Tuesday, January 08, 2008

Mixed messenger

George Walker Bush gave a speech yesterday at the Union League Club in Chicago. That, of course, is a club where it's been a tradition that no one of my ethnic background would have been allowed to join. Of course I have as much interest in applying as I do in furthering the economic rape of the United States by Mr. Bush's clients, but I digress. The revelation here is not that Bush feels at home in restricted men's clubs but that he's made a long overdue admission, carefully disguised as optimism, that the economy stands on foundations of Jello.

"We can't take growth for granted"
is as close to an admission of the rising doo-doo level as I've heard him make. Rising unemployment, plunging housing markets and the struggling Dollar were were tangentially touched upon by saying
“recent economic indicators have become increasingly mixed.”
I've never served on a Submarine, but I've seen enough movies to have an idea that when the klaxon blows it doesn't indicate a mixed message; something is heading downward very soon and I'm sure that isn't a violin I'm hearing.
“Many Americans are anxious about the economy,”
says the decider who seems as yet undecided as to whether to openly acknowledge that we have a problem for fear that someone might notice that he caused it.

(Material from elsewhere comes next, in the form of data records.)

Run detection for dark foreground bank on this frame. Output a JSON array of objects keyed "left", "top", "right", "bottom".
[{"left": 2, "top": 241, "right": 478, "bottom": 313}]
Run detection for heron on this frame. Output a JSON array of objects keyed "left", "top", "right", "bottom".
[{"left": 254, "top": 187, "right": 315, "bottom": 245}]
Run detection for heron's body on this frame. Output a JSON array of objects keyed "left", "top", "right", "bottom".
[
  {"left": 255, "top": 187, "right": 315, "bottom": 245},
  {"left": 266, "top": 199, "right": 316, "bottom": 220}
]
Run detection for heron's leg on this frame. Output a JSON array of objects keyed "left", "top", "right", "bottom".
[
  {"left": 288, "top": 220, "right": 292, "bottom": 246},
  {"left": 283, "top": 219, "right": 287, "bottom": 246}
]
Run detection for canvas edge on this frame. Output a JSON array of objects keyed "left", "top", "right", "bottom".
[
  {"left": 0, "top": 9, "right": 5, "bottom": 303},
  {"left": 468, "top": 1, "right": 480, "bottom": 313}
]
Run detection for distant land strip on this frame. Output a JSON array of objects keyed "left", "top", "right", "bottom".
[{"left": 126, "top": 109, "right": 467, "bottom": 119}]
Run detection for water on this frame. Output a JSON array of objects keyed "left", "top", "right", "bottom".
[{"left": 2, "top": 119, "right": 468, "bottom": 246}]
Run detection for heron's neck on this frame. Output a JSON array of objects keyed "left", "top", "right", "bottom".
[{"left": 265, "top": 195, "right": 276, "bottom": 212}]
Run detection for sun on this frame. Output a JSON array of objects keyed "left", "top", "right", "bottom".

We will probably have to wait until what I will celebrate as his last State of the Union Address later this month to know whether he intends to ignore the invisible hand of the market and try to stimulate the economy, whether he intends to run out the clock, or whether he will just do the Bush thing and push for another regressive tax cut.
“People said, ‘Are you optimistic?’ I said, ‘Absolutely, absolutely optimistic. Do I recognize the reality of the situation? You bet I do.”
Said Bush to his base. I'll bet he does too but you'll have to give me a billion to one odds.

The Democratic response, according to The New York Times will likely resemble "a $500 across-the-board rebate, possibly to be returned to taxpayers in their paychecks through the payroll tax system, as well as a plan to restore the $1,000 per child tax credit to many low-income families that currently do not qualify for it." Who knows if that will help slow the downward momentum but it may help restore optimism outside the Bush bubble.